You want a 68mm x 103mm english threaded BB.. I'm not positive of the taper

Sugino, Origin 8 and Token make 103mm bottom brackets


----------



## PlatyPius (Feb 1, 2009)

NTJEvan said:


> ok, that makes a little more sense.
> 
> the frame i was planning to use is the Origin8 Del Pasado, trouble is i cant seem to find anything that lists it's BB shell width (i've seen the sugino messenger 68 x103 JIS BBs listed along with it, but nothing solid)
> 
> i was looking at the origin8 Fixie/Track Crankset ( http://www.origin-8.com/product_detail.php?short_code=Origin-8+Track%2FSS+Crank&cl1=CRANK+ARMS+%26+SETS ) but again, I cant find any product details about it


Origin-8 Del Pasado uses a 68x103 bottom bracket when using Origin-8 fixie/SS cranks.

As for tapers, there are only - for our purposes - two different tapers. Campy (ISO) and everything else (JIS).


----------



## PlatyPius (Feb 1, 2009)

Here ya go. Don't know if this has more info or not.

http://www.jbimporters.com/web/adva...dfadfkawe45d9drh=4&c451594857fcana71r6vcrtc50


FWIW - the Del Pasados have a 68mm BB shell width. If you have chainline problems with a 68x103, you might want to try a 68x107 (Would move the crankarms out 2mm per side)


----------



## NTJEvan (Jan 17, 2010)

great info guys, thanks again!


----------



## Richard (Feb 17, 2006)

Just to expand a bit. Both JIS (the most common) and ISO (now pretty much just Campy and dedicated track setups like Sugino and Miche) spindles have the same degree of taper (if memory serves me right it's 2 degrees.) However, an ISO spindle starts with a smaller diameter than a JIS. The problem then is that a Campy crank may not fit far enough onto a JIS, and a JIS crank can "bottom out" on an ISO.

But I have heard of "successful" mixing of the two although I wouldn't recommend it.

Spindle length and BB shell width and threading are the other compatibility issues.


----------



## NTJEvan (Jan 17, 2010)

if a crankset says it's compatible with a range of sizes (such as 103-107, etc) Is it better to go with any certain side of the range? (lower or higher) or is it more of a chainline/personal fit type thing?


----------



## never_enough (Aug 31, 2009)

chainline issue there. just gonna have to hit up the LBS for some trial and error sessions.


----------



## Jim311 (Sep 18, 2009)

Can't you just call Origin8 and ask them what they'd recommend?


----------



## tihsepa (Nov 27, 2008)

Do you have a BB now? If you do install it and ride. If the chainline is off a little it wont matter.

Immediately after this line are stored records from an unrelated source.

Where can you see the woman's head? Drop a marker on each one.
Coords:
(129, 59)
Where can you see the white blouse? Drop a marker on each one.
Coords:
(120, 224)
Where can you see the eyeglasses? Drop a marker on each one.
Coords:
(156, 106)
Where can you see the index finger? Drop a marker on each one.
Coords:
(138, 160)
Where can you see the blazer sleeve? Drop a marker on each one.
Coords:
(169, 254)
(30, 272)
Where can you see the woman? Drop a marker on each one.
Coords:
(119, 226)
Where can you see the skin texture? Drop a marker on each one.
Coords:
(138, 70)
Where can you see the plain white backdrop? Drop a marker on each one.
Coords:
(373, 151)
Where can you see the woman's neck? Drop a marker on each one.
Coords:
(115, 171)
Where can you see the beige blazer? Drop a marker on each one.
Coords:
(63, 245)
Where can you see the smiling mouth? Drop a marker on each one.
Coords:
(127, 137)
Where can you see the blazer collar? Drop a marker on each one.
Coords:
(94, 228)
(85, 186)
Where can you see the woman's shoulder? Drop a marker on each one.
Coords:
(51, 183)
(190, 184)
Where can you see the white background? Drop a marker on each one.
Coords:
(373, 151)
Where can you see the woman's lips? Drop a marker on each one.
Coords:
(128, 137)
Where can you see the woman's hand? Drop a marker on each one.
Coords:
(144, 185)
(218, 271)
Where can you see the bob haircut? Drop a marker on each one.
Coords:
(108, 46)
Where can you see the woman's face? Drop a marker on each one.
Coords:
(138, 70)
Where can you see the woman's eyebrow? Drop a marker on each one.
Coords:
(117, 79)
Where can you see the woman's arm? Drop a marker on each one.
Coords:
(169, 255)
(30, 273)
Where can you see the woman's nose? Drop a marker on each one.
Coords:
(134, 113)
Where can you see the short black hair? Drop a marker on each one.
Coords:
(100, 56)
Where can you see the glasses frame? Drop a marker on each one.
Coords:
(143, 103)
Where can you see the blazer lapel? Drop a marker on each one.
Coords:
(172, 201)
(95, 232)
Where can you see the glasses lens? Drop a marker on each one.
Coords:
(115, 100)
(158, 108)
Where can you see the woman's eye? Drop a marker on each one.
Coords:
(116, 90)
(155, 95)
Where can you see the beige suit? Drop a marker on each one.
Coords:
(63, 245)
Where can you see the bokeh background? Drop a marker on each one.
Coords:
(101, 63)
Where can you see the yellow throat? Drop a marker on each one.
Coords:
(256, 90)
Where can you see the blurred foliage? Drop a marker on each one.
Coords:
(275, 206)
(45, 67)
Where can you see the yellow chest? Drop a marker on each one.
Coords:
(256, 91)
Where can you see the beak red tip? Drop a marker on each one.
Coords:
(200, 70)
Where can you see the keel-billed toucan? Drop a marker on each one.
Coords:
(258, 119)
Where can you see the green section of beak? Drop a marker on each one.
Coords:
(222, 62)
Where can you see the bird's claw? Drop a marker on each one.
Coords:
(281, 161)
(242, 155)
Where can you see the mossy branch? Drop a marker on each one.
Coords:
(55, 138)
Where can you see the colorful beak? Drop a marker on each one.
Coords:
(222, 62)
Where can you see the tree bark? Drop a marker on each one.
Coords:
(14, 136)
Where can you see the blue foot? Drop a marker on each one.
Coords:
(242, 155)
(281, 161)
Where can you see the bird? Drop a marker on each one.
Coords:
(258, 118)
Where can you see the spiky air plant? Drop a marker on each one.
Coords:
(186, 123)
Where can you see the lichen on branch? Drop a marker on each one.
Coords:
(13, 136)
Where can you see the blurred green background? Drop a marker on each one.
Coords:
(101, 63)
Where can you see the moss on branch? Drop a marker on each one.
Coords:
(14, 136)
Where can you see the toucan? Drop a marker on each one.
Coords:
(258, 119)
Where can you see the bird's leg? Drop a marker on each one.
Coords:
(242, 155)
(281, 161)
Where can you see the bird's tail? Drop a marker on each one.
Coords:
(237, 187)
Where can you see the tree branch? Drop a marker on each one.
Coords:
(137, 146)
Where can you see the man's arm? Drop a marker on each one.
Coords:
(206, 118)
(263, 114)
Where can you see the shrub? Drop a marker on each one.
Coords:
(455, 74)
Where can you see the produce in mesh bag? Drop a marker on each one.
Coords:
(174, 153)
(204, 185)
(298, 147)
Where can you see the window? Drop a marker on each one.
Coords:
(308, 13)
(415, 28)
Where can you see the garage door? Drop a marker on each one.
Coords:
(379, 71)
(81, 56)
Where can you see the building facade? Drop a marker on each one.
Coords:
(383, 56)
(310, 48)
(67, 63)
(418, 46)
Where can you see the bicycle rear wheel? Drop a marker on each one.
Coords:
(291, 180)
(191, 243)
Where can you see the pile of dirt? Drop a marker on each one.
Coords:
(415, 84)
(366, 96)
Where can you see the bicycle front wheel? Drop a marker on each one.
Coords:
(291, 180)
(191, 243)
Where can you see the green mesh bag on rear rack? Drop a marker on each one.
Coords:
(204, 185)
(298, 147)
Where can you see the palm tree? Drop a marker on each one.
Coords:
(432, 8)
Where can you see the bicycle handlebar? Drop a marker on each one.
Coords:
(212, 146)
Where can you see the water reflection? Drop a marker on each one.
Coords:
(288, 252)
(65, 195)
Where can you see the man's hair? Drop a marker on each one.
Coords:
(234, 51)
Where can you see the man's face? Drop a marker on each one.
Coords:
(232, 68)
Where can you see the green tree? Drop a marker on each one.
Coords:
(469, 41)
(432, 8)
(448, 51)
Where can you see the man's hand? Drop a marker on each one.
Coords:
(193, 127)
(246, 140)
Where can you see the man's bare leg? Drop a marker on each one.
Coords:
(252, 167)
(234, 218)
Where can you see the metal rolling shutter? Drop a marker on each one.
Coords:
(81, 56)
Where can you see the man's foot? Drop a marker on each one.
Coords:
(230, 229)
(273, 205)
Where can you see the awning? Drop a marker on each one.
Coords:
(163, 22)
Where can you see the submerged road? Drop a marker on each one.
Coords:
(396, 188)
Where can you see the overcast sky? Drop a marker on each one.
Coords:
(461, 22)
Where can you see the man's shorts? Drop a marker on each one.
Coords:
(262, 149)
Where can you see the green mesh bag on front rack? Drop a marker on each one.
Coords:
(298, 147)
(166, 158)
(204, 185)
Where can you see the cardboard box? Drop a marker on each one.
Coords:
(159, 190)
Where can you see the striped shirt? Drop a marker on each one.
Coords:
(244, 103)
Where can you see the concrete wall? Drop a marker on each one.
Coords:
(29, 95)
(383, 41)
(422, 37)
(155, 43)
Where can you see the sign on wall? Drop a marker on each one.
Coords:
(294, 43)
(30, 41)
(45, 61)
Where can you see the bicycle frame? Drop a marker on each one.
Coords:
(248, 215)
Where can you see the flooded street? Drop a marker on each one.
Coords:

Given the range you stated of 103-107 the furthest you could possibly be off would be 2MM on each side. Big deal. 


We arnt building one of these you know.


----------



## PlatyPius (Feb 1, 2009)

Jim311 said:


> Can't you just call Origin8 and ask them what they'd recommend?


We've already covered that. Origin-8 says 103mm.


----------



## Jim311 (Sep 18, 2009)

So then.... /thread


----------